Andrew Pollack's Blog

Technology, Family, Entertainment, Politics, and Random Noise

Professional Services

Second Signal

Presentations

Andrew's Blog

Support

Data Dashboard challenge in Notes - Better sometimes, than using an RDB

By Andrew Pollack on 07/19/2008 at 10:50 AM EDT

This challenge is about dealing with a significant volume of raw data, and reporting on in a useful way. The fundamental difference in working with data in Notes versus working with it in a relational database, is that while typically an RDB can handle more raw data, viewing that raw data through reports only gives you exactly what you ask for. Notes on the other hand presents data in "Views" which are much more organic -- particularly if you've designed them well. You don't just see what you're asking for, you see the context in which that data exists. To do that in an RDB you start having to look at very expensive data mining tools.

The Challenge

It's time to set up a monitoring dashboard for Second Signal. The system has gotten busy enough that I want to start monitoring the total call volume at any given time across departments, the average calls per department, and the range of call duration across users.

This tool will allow me to monitor telephony use by department, by user, and by concurrency -- that is to say, at any moment, how many channels are open to the system from the telephone world at the same time. As Second Signal scales, the server costs on a per department basis really don't increase very much. There is a terrific economy of scale there. The telephony side, however, does tend to increase in line with the number of users up to a certain point. Once that tipping point is reached however, I can move to a different model of purchasing inbound telephony that is much more effectively pooled. This tool will help me move toward that point.

Asterisk, the telephony switch I'm using, produces excellent logging data as you would expect. One option I have is to simply parse that logging data to get the statistics I need. There are also API calls that can query the switch in real time to see things like call volume and status. I want the data a little differently however, so I'm doing some logging of my own as part of the call scripting. That's not really an issue. The issue is storing that raw data in a way that is most useful for producing the reports and statistics that I want.

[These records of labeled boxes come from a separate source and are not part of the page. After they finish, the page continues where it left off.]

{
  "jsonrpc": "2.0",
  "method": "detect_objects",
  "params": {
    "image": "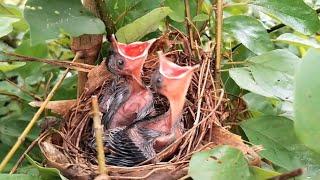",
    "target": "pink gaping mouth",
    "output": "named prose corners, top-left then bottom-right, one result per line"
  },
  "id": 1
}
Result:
top-left (118, 42), bottom-right (150, 58)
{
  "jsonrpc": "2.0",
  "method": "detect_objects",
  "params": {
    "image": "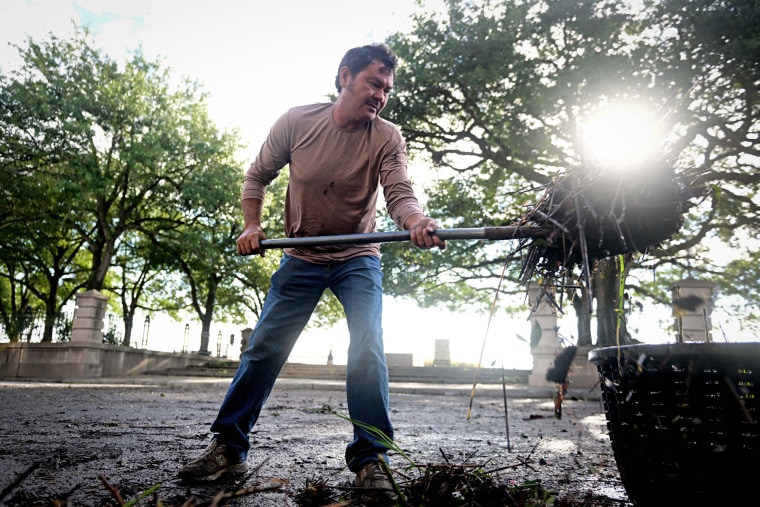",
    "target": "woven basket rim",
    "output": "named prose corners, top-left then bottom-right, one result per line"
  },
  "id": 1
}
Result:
top-left (588, 342), bottom-right (760, 364)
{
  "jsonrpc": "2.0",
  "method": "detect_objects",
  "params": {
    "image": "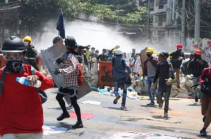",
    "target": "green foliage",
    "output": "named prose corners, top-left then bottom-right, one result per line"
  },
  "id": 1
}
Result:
top-left (21, 0), bottom-right (146, 35)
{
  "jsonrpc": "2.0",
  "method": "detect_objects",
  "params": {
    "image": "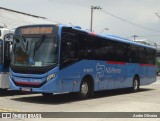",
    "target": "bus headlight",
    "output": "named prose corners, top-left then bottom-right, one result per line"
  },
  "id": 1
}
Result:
top-left (47, 73), bottom-right (56, 81)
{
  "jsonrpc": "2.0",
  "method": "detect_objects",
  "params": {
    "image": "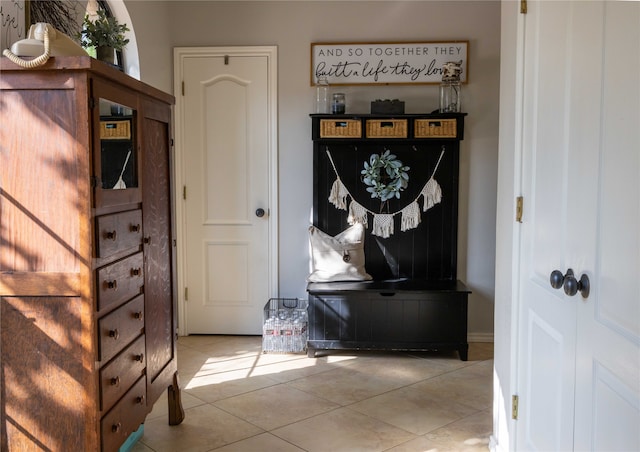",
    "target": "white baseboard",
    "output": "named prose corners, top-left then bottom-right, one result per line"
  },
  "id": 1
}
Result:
top-left (467, 333), bottom-right (493, 342)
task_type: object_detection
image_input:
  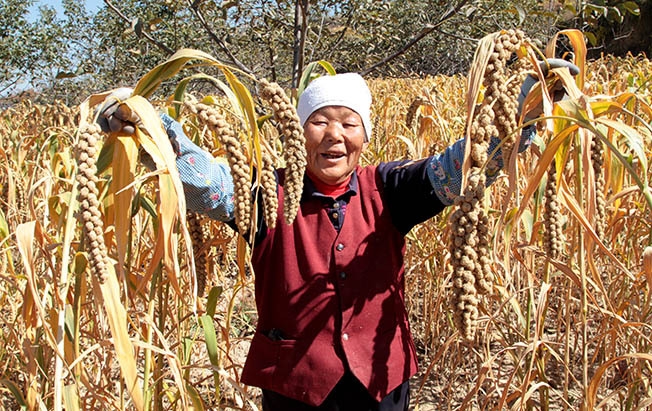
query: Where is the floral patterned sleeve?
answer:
[427,126,536,205]
[161,114,234,221]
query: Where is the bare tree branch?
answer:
[360,0,469,76]
[188,0,252,74]
[292,0,310,88]
[104,0,174,54]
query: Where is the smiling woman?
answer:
[97,69,552,411]
[304,106,367,185]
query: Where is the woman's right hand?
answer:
[97,87,142,135]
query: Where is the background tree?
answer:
[0,0,652,103]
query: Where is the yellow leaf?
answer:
[110,136,138,278]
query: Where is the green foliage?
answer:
[0,0,652,104]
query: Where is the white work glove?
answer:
[97,87,141,134]
[518,59,580,123]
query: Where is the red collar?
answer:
[306,170,351,198]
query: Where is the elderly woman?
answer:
[100,59,574,411]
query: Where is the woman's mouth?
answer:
[321,153,344,160]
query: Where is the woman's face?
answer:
[303,106,367,185]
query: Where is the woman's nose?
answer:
[325,122,344,141]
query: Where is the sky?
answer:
[30,0,104,19]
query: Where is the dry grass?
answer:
[0,45,652,410]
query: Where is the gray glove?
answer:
[518,59,580,123]
[97,87,141,134]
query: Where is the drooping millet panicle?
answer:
[186,211,209,297]
[450,30,524,340]
[543,163,563,260]
[260,151,278,230]
[76,123,109,284]
[591,137,607,239]
[259,79,306,224]
[184,99,251,235]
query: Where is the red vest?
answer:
[242,167,417,406]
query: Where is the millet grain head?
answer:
[76,123,109,284]
[258,79,306,224]
[450,30,524,341]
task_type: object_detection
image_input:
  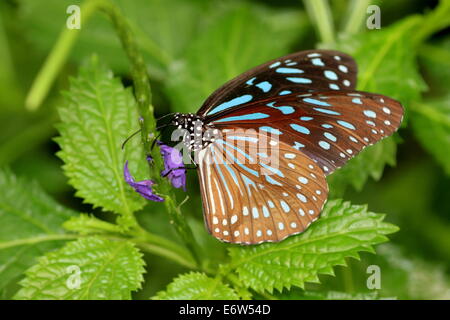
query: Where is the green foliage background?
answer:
[0,0,450,299]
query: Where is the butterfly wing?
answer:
[207,91,403,174]
[198,130,328,244]
[197,50,357,116]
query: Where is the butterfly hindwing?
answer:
[198,131,328,244]
[197,50,357,117]
[207,91,403,174]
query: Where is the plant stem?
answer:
[25,0,101,111]
[101,2,204,265]
[342,0,370,35]
[303,0,335,44]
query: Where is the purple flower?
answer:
[123,161,164,202]
[158,141,186,191]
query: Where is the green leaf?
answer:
[277,290,381,300]
[167,6,301,112]
[411,99,450,175]
[0,169,75,296]
[153,272,239,300]
[330,17,426,190]
[63,214,122,235]
[15,237,144,300]
[229,200,398,292]
[56,58,148,226]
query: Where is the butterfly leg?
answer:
[162,165,198,178]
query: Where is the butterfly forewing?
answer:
[199,130,328,244]
[207,91,403,174]
[197,50,357,117]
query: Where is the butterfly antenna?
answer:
[156,112,176,121]
[122,129,142,150]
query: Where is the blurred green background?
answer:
[0,0,450,299]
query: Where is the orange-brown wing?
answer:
[198,132,328,244]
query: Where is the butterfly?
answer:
[167,50,403,244]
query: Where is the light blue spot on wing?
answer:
[208,94,253,115]
[290,123,310,134]
[280,200,291,213]
[336,120,356,130]
[303,98,331,107]
[214,112,269,122]
[311,58,325,67]
[275,68,303,73]
[246,77,256,86]
[269,61,281,68]
[323,70,338,80]
[266,102,295,114]
[286,77,312,83]
[256,81,272,92]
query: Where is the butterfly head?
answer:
[171,113,217,151]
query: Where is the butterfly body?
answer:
[172,50,403,244]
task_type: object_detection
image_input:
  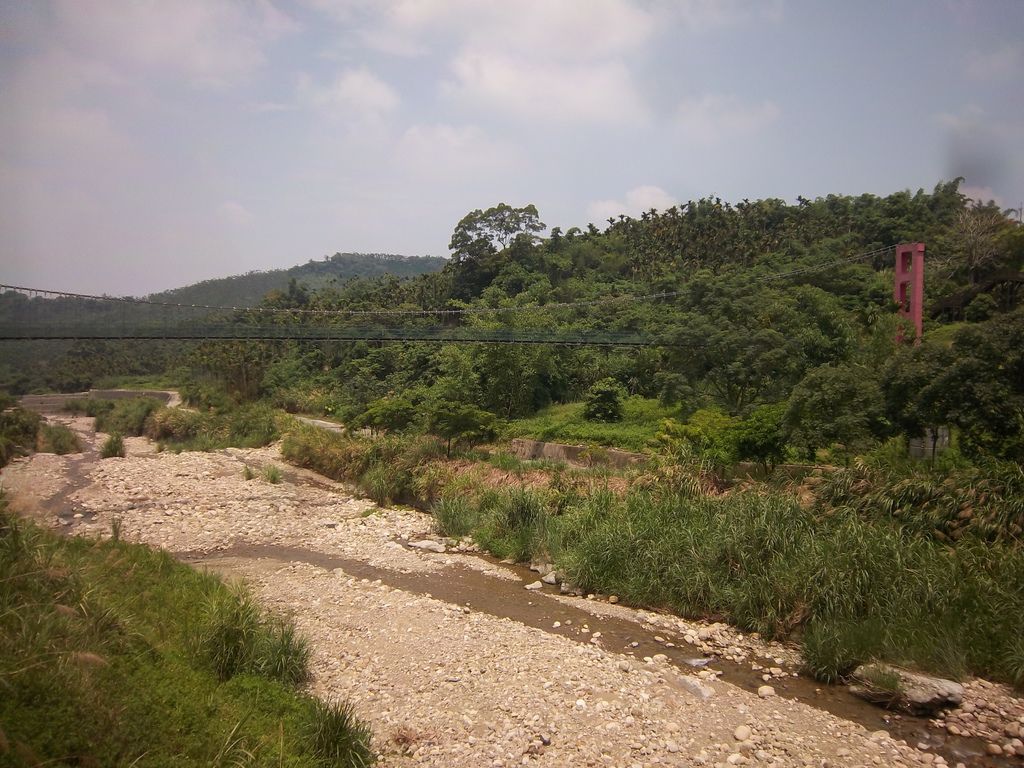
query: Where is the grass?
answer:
[0,499,373,768]
[0,408,43,467]
[503,397,680,452]
[36,422,82,456]
[281,423,453,507]
[283,427,1024,686]
[63,397,114,418]
[144,403,282,451]
[95,397,161,435]
[99,432,125,459]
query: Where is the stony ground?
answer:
[2,419,1024,768]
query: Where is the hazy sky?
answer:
[0,0,1024,294]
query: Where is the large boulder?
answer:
[850,664,964,715]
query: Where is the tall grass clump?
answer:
[196,590,310,684]
[431,496,478,539]
[281,425,451,507]
[0,408,43,467]
[473,487,548,560]
[559,492,1024,681]
[99,432,125,459]
[144,403,279,451]
[0,496,372,768]
[96,397,161,435]
[36,422,82,456]
[307,700,374,768]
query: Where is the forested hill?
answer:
[148,253,447,306]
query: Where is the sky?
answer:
[0,0,1024,295]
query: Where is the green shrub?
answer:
[0,408,43,467]
[306,700,374,768]
[0,505,372,768]
[63,397,114,418]
[195,590,311,684]
[583,379,626,421]
[96,397,161,435]
[431,496,477,539]
[37,423,82,456]
[99,432,125,459]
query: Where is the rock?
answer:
[409,539,444,554]
[850,664,964,715]
[677,675,715,701]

Deciding between Notes and an RDB

Relational Databases are generally better had handling large volumes of structured data, while Notes is generally better at storing "Information" -- which is data that has already been processed into something meaningful to people. There is a myth that a database is going to be faster for storing data. That's only partly true. Storing the data isn't hard at all. Retrieving it in a meaningful way is where the performance gets more interesting. With an RDB you have to construct reports fed by queries. Those queries take longer and are harder on the server based on their complexity. In Notes, the query and report work is built into the overall performance because most people consider it all in the same scope. Its all in the "Notes Database" so its all one thing.

Where it makes sense to store data in Notes is when you can know in advance the kind of reporting and visualization you're going to want out of the system and you can pre-build that into the storage mechanism. If I just stored each phone call as a unique entity in Notes, it would end up being a very large volume of data that wasn't well suited to giving me the kinds of reports I want. In that case, an RDB would be the better choice. If I can find a way to store the data in Notes in a way that is meaningful to people and can drive views easily, then Notes will be the more effective storage choice.

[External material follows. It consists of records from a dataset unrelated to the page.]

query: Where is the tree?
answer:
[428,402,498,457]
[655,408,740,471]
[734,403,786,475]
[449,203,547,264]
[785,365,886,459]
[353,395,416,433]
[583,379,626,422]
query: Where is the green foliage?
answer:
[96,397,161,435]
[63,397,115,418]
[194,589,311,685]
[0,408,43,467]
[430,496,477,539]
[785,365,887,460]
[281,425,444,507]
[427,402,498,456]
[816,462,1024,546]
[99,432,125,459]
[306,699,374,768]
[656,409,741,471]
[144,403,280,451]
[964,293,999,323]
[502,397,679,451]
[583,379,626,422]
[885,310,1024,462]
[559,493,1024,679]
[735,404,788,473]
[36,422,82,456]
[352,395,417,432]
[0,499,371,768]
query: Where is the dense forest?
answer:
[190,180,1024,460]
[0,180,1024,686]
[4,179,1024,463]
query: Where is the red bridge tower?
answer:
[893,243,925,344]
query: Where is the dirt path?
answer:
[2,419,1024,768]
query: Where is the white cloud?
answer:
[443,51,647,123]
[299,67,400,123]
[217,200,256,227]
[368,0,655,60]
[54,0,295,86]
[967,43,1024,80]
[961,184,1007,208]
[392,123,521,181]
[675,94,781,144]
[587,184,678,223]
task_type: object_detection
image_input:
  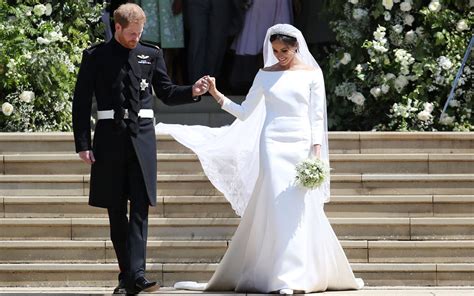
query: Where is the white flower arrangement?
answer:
[295,158,330,189]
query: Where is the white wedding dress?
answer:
[157,69,364,293]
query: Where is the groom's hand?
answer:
[79,150,95,164]
[193,76,209,97]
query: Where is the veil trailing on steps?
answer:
[155,24,330,216]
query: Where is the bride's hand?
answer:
[313,144,321,158]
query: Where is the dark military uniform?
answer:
[72,38,199,280]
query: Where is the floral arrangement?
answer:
[0,0,102,132]
[295,158,330,189]
[325,0,474,131]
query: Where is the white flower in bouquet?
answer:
[19,90,35,103]
[416,110,433,122]
[295,158,330,189]
[2,102,13,116]
[33,4,46,16]
[44,3,53,16]
[352,8,368,21]
[423,102,434,113]
[403,14,415,26]
[370,86,382,98]
[428,0,441,12]
[341,52,351,65]
[439,113,456,125]
[393,75,408,93]
[456,19,469,32]
[400,1,411,12]
[382,0,393,10]
[36,36,51,45]
[438,56,453,70]
[405,30,416,43]
[347,91,365,106]
[449,100,461,107]
[392,24,403,34]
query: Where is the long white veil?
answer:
[155,24,330,216]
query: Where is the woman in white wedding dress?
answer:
[157,24,364,294]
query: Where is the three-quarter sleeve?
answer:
[309,69,326,145]
[222,74,263,120]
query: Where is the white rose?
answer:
[392,24,403,34]
[438,56,453,70]
[449,100,461,107]
[33,4,46,16]
[456,20,469,32]
[2,103,13,116]
[44,3,53,16]
[405,30,416,43]
[19,90,35,103]
[382,0,393,10]
[400,1,411,12]
[428,0,441,12]
[403,14,415,26]
[348,91,365,106]
[423,102,434,113]
[370,86,382,97]
[341,52,351,65]
[416,110,433,122]
[394,75,408,92]
[439,113,456,125]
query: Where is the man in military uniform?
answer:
[72,3,208,293]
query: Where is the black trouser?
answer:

Determine what you want to store

The first thing you want to do if you're going to be storing data in Notes, is to think about what aspect of that data contains the core value yet will be the hardest to bring to together in a single view entry. In my case, it isn't the specifics of a single phone call. It turns out that the single phone call record actually holds almost no value to me.

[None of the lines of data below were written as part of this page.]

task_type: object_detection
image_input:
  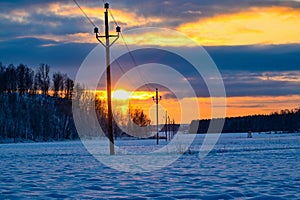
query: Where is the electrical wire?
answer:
[73,0,96,27]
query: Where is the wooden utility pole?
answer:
[94,3,121,155]
[152,88,161,144]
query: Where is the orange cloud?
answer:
[178,7,300,45]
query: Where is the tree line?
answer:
[0,63,74,99]
[0,63,78,142]
[0,63,151,142]
[190,108,300,133]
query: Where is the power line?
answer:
[73,0,96,27]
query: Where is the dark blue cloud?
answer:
[206,44,300,71]
[0,38,95,77]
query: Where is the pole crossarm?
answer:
[152,88,162,144]
[94,3,121,155]
[96,33,120,47]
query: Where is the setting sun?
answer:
[112,89,130,100]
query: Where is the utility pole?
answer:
[165,111,169,141]
[94,3,121,155]
[152,88,161,144]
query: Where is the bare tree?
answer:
[52,72,64,97]
[37,64,50,95]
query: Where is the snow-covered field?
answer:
[0,133,300,199]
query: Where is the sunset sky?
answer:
[0,0,300,123]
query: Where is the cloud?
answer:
[178,7,300,45]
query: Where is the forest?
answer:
[0,63,151,142]
[190,108,300,133]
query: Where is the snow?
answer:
[0,133,300,199]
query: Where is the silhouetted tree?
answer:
[64,77,74,99]
[36,64,50,95]
[52,72,64,97]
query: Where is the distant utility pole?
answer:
[152,88,161,144]
[94,3,121,155]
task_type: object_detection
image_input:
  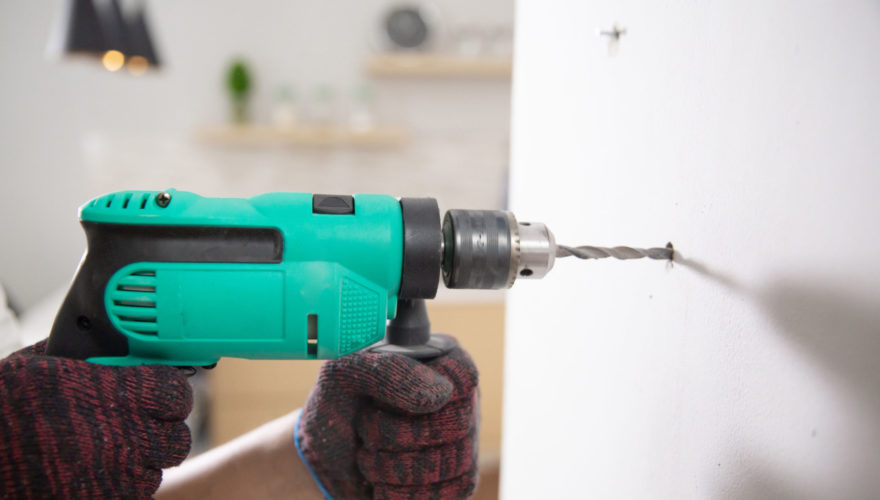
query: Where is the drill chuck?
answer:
[442,210,556,289]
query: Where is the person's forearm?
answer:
[156,410,324,500]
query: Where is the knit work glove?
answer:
[0,341,192,498]
[296,336,479,500]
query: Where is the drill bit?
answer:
[556,243,674,261]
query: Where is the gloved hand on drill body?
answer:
[0,341,192,498]
[296,336,479,500]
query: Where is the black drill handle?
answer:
[370,299,458,360]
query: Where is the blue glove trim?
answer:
[293,410,333,500]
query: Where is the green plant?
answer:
[226,60,251,123]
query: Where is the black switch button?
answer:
[312,194,354,215]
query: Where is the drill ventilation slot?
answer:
[108,270,159,335]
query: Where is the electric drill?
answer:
[47,189,557,366]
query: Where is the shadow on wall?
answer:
[674,252,880,500]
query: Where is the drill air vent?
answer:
[109,270,159,335]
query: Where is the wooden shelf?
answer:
[195,125,407,147]
[366,54,513,78]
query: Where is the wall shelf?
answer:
[366,53,513,78]
[195,125,407,147]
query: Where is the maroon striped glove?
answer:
[0,341,192,498]
[296,336,479,500]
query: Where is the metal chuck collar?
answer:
[442,210,556,289]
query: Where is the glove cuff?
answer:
[293,409,333,500]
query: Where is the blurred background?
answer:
[0,0,513,497]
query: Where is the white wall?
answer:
[502,0,880,499]
[0,0,513,305]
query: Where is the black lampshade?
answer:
[93,0,131,57]
[128,5,159,67]
[49,0,159,74]
[50,0,107,55]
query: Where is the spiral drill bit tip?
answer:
[556,243,674,261]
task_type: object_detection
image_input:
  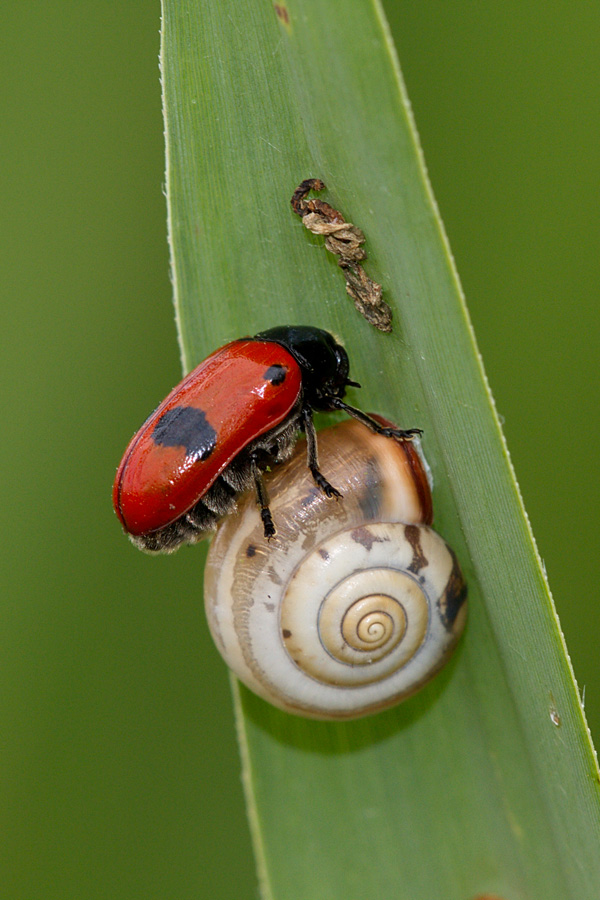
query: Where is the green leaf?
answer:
[162,0,600,900]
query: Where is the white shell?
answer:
[205,422,466,719]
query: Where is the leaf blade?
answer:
[163,0,600,900]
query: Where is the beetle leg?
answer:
[250,456,276,540]
[302,406,342,497]
[328,397,423,441]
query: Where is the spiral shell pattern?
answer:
[205,422,466,719]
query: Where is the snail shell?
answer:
[205,421,466,719]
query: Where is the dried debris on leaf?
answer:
[291,178,392,332]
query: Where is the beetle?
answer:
[113,325,421,553]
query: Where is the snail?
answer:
[205,420,467,720]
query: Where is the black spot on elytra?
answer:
[152,406,217,460]
[263,363,287,384]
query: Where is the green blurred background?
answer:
[0,0,600,900]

What matters to me is concurrency. In other words, what was going on at a given moment. I want to be able to see how busy the system was at any given moment and what the trend of activity is over time and over certain periods of time. By coming to that conclusion, I've just identified the data records I want to store. I want to store "Concurrency Records". I want one record which will show me the concurrency for a specific moment.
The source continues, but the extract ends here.